As Peterson explains in one of his personality lectures, the tendency to take order too far likely has its roots in human biology. More specifically, it arises from disgust sensitivity and the need to preserve cleanliness in our environments.
According to one influential paper on this idea, “high levels of infection may lead to ethnocentrism, xenophobia, distrust of different others, and conformity, because such behaviors will reduce the likelihood of exposure to unfamiliar infections to which immunity has not been developed.”
In archetypal terms, we cling to order and cleanliness because it keeps us safe from that which is strange and different.
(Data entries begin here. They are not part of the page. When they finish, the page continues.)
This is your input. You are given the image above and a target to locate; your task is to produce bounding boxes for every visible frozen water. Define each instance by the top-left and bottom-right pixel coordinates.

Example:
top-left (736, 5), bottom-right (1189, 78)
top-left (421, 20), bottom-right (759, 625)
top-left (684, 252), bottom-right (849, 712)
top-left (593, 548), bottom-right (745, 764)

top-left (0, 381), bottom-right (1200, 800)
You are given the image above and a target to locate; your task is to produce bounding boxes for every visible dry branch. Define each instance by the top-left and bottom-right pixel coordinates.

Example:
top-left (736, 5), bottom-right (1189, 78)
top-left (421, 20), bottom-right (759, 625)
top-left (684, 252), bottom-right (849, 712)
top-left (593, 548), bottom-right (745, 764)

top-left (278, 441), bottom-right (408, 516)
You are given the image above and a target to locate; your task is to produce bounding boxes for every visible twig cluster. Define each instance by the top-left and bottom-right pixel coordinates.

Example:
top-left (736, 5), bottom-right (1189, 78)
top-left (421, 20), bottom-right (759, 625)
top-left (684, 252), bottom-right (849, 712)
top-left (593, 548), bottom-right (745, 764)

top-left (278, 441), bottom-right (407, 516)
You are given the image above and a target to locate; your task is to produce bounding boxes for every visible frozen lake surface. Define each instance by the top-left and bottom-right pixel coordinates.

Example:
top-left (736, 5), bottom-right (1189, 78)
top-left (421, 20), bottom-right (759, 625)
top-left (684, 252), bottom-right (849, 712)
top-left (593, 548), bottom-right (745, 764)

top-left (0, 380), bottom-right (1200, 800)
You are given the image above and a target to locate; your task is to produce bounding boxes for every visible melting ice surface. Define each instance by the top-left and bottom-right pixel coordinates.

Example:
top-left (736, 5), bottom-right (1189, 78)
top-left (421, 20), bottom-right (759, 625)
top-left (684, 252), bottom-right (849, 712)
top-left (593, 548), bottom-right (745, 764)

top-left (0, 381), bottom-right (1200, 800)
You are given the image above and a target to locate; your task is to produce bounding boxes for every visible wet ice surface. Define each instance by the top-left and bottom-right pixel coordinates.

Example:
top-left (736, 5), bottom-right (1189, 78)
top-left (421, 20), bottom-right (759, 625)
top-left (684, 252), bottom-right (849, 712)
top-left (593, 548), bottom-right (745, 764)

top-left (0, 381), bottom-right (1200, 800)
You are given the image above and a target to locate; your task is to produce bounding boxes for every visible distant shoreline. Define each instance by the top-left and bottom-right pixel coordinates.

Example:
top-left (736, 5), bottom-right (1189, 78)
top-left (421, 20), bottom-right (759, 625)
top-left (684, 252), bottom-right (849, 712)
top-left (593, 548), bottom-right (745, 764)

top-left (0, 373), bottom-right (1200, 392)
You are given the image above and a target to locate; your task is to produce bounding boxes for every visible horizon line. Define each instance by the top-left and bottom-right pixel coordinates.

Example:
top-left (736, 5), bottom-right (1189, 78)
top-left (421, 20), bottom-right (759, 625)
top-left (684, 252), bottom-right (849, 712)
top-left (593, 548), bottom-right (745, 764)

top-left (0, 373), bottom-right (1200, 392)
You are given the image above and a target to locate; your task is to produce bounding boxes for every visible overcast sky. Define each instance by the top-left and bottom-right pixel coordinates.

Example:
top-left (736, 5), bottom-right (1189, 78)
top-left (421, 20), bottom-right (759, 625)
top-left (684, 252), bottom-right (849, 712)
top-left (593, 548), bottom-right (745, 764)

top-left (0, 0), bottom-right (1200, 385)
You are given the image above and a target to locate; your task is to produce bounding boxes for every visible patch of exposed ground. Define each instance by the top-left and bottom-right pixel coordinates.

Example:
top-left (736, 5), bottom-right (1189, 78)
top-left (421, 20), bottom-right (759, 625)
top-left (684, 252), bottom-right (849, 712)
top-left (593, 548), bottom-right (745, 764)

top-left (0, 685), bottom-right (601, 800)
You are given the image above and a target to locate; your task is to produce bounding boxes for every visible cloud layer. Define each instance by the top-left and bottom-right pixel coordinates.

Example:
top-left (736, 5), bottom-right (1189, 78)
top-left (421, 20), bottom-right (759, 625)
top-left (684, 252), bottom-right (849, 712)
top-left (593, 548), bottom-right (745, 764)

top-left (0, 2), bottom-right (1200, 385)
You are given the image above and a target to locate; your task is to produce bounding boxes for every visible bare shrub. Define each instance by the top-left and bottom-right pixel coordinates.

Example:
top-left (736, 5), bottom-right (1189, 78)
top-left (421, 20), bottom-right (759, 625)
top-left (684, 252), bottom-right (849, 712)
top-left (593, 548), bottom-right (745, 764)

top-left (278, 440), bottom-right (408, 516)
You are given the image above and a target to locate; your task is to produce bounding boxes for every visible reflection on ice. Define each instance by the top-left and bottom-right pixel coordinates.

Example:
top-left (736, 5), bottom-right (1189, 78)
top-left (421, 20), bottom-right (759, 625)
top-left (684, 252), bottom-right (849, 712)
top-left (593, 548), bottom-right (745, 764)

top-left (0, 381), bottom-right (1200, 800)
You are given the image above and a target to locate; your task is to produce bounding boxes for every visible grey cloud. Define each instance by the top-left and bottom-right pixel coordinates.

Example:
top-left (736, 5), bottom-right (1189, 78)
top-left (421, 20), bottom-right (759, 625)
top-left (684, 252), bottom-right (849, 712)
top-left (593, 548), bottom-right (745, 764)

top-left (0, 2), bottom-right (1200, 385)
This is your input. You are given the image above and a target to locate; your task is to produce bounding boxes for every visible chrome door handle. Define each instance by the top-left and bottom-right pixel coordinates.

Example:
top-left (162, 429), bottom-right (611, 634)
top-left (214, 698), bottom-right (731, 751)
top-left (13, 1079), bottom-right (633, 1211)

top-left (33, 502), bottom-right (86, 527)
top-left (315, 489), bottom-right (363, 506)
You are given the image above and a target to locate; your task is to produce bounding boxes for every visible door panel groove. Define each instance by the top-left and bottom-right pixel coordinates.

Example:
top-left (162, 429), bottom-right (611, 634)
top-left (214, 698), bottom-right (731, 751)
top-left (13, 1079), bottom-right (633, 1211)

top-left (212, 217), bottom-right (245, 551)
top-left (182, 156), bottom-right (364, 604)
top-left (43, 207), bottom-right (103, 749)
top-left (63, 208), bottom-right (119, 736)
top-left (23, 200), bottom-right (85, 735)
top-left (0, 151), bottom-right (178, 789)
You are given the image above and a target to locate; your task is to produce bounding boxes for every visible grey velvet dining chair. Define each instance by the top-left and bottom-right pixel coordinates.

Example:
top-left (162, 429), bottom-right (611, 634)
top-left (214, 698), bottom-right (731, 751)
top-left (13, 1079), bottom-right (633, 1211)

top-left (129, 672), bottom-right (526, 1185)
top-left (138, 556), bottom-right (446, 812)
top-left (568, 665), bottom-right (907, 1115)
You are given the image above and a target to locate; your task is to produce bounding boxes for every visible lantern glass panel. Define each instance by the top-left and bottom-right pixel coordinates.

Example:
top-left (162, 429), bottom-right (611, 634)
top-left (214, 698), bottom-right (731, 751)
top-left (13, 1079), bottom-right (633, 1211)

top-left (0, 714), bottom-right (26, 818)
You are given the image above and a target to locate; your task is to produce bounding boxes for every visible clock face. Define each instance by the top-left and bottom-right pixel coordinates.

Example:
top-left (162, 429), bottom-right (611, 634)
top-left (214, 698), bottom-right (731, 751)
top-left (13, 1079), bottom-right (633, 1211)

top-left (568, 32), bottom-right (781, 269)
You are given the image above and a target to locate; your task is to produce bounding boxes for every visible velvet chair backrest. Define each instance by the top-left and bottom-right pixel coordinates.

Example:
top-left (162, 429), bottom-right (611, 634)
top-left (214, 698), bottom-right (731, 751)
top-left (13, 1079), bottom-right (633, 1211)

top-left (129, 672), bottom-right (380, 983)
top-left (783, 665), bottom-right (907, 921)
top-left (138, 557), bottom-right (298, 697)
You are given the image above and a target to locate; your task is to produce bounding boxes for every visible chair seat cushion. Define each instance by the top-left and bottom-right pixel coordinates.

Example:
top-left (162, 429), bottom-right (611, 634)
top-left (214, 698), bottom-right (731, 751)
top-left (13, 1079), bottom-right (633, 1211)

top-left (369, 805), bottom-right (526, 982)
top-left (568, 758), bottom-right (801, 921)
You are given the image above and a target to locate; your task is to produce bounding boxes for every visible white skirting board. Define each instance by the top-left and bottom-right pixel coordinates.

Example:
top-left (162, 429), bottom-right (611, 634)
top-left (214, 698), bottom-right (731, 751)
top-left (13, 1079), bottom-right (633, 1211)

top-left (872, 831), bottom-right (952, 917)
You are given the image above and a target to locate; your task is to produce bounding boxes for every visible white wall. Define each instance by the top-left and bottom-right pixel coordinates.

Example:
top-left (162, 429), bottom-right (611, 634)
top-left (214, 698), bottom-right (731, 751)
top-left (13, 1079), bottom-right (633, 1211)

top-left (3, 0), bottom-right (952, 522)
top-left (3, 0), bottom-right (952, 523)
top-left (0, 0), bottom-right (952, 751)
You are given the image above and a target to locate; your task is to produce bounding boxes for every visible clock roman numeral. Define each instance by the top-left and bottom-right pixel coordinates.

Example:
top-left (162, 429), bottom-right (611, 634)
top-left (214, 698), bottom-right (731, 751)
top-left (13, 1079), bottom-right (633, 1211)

But Peterson points out some even more striking implications of this idea. “Concerns about cleanliness and feelings of disgust have likewise been related to political attitudes…regions with higher levels of disease prevalence tend to be associated with higher levels of social conformity and autocratic rule.”
As another significant paper puts it, “authoritarian governments are more likely to emerge in regions characterized by a high prevalence of disease-causing pathogens.